IUPUI leaders and have signed an agreement with the Pokagon Band of Potawatomi to develop more cultural preservation programs for Native Americans.

Agreement Signed

Photo: courtesy IUPUI

Pokagon Band of Potawatomi leader Matthew Wesaw inks a document establishing a new position at IUPUI to teach about native american issues and culture.

IUPUI Chancellor Charles Bantz and Pokagon Band of Potawatomi Chairman Matthew Wesaw have signed an agreement to develop more education and cultural preservation programs for Native Americans.

IUPUI started its American Indian Studies Program three years ago.  This agreement to expand that program will add staff to the department.  Pogakon Band of Potawatomi Chairman Matthew Wesaw says the agreement translates into an added full time staff member, with his tribe paying the salary and IUPUI paying the benefits.  Wesaw says while it may not seem like a big step to some people, it’s the advancement of a much larger effort.

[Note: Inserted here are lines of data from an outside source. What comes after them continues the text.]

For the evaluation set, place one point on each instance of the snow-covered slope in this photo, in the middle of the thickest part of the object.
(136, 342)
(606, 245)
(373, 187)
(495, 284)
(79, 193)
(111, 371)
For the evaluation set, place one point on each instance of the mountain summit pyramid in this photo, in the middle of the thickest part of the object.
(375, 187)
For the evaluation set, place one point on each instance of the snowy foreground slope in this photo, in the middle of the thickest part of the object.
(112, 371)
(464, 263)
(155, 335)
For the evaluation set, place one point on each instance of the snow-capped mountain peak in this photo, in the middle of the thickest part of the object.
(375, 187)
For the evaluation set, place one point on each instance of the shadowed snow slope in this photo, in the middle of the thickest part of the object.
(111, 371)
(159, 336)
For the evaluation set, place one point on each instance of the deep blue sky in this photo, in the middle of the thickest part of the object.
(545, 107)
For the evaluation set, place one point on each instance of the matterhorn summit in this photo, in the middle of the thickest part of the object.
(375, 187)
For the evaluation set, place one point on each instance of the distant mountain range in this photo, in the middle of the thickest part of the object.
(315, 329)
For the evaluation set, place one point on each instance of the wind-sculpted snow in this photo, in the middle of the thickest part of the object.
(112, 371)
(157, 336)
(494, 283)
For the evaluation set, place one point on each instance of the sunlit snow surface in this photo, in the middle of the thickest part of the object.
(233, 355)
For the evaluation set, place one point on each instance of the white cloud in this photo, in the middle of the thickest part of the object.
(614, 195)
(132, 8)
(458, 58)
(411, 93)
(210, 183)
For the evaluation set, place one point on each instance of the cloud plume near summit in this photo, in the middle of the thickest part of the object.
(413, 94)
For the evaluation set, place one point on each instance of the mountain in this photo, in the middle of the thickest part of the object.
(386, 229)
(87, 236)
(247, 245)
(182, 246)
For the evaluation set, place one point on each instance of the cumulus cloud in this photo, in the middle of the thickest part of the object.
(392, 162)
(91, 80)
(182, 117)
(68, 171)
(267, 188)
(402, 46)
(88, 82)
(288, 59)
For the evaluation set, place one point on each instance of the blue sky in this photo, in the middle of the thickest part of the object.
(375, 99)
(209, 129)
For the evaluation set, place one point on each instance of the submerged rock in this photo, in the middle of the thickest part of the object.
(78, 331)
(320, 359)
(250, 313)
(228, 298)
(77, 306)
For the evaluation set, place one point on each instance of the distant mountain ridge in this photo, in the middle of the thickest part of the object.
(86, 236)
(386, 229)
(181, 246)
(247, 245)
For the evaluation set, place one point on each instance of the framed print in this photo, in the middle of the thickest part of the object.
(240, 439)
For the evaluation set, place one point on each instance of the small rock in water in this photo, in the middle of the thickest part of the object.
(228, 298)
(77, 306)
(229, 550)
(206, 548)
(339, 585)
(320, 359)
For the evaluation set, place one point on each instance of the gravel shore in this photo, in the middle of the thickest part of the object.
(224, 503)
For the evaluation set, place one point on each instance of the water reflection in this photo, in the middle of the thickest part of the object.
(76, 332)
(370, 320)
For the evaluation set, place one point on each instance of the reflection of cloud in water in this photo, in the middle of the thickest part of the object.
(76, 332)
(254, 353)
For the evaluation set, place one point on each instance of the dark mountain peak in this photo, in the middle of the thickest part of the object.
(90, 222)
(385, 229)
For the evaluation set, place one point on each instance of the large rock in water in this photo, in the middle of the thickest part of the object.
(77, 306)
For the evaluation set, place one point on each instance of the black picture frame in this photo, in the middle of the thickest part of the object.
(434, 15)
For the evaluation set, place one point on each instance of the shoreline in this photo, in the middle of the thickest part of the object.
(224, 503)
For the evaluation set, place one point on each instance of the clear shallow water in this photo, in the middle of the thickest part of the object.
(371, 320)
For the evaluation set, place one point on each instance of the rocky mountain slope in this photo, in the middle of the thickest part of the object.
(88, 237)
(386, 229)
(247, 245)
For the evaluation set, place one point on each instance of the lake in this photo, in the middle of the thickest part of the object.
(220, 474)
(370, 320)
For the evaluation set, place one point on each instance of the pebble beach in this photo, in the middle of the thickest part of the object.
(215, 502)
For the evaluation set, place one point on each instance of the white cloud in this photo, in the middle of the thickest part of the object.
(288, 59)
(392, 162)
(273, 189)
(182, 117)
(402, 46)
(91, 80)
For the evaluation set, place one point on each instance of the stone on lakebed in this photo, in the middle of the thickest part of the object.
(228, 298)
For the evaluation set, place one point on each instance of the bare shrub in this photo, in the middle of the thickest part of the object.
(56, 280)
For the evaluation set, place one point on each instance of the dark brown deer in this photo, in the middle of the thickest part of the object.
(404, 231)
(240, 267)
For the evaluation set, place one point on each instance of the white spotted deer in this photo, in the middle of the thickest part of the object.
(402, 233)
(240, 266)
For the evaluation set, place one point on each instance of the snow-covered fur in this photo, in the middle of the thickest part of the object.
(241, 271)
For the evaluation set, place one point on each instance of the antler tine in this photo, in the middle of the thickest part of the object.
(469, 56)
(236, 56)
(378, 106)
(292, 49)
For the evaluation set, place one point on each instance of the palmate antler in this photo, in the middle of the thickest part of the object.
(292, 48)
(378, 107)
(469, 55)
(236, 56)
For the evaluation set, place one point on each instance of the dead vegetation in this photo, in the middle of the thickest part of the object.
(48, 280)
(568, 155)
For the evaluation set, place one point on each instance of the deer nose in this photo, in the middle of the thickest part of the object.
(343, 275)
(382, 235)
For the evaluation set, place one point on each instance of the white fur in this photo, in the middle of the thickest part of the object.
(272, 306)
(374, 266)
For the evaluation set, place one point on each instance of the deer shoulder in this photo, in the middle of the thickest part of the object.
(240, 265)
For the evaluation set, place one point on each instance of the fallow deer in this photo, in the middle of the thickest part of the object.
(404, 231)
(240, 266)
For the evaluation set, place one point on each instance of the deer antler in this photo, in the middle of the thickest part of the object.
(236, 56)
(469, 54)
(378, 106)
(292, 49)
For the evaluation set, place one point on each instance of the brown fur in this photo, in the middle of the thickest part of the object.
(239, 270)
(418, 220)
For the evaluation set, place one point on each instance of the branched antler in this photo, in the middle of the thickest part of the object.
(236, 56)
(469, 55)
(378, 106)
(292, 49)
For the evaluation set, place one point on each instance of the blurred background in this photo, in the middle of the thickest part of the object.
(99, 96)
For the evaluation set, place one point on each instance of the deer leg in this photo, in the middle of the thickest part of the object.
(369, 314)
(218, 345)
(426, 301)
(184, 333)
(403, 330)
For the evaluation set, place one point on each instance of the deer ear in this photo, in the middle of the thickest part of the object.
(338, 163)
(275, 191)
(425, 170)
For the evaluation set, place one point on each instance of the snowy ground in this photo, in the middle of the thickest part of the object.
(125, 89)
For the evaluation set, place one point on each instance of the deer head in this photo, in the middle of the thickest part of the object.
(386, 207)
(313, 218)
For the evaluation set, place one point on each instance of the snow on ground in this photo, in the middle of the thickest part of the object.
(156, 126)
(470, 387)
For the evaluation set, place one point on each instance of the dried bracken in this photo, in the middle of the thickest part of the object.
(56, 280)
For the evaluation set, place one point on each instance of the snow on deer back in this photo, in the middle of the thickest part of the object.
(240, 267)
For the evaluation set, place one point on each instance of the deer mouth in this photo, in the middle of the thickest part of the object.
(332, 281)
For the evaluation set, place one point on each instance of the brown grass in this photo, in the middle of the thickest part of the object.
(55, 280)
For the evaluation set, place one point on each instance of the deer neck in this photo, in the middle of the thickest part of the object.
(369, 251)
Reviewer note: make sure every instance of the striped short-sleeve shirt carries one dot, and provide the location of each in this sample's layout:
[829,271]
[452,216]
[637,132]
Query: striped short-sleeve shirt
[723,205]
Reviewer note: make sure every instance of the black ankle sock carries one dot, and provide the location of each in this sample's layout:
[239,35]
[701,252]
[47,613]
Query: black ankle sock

“We look forward to working with the universities to develop academic programs that help Native American students learn, grow, and succeed in the 21st Century,” Wesaw said.  “This bond will help us tell our story to a greater number of people and heighten awareness of who we, the Pokagon Band of Potawatomi were, but more importantly, who we are today.”

American Indian Studies Program Director Johnny Flynn says the territory that became Indiana is home to more treaties signed with Native Americans than any other state.  He says half those agreements made promises to ensure advanced education, but were rarely honored.  The Pogakon Band of Potawatomi is the only federally recognized tribe in the state.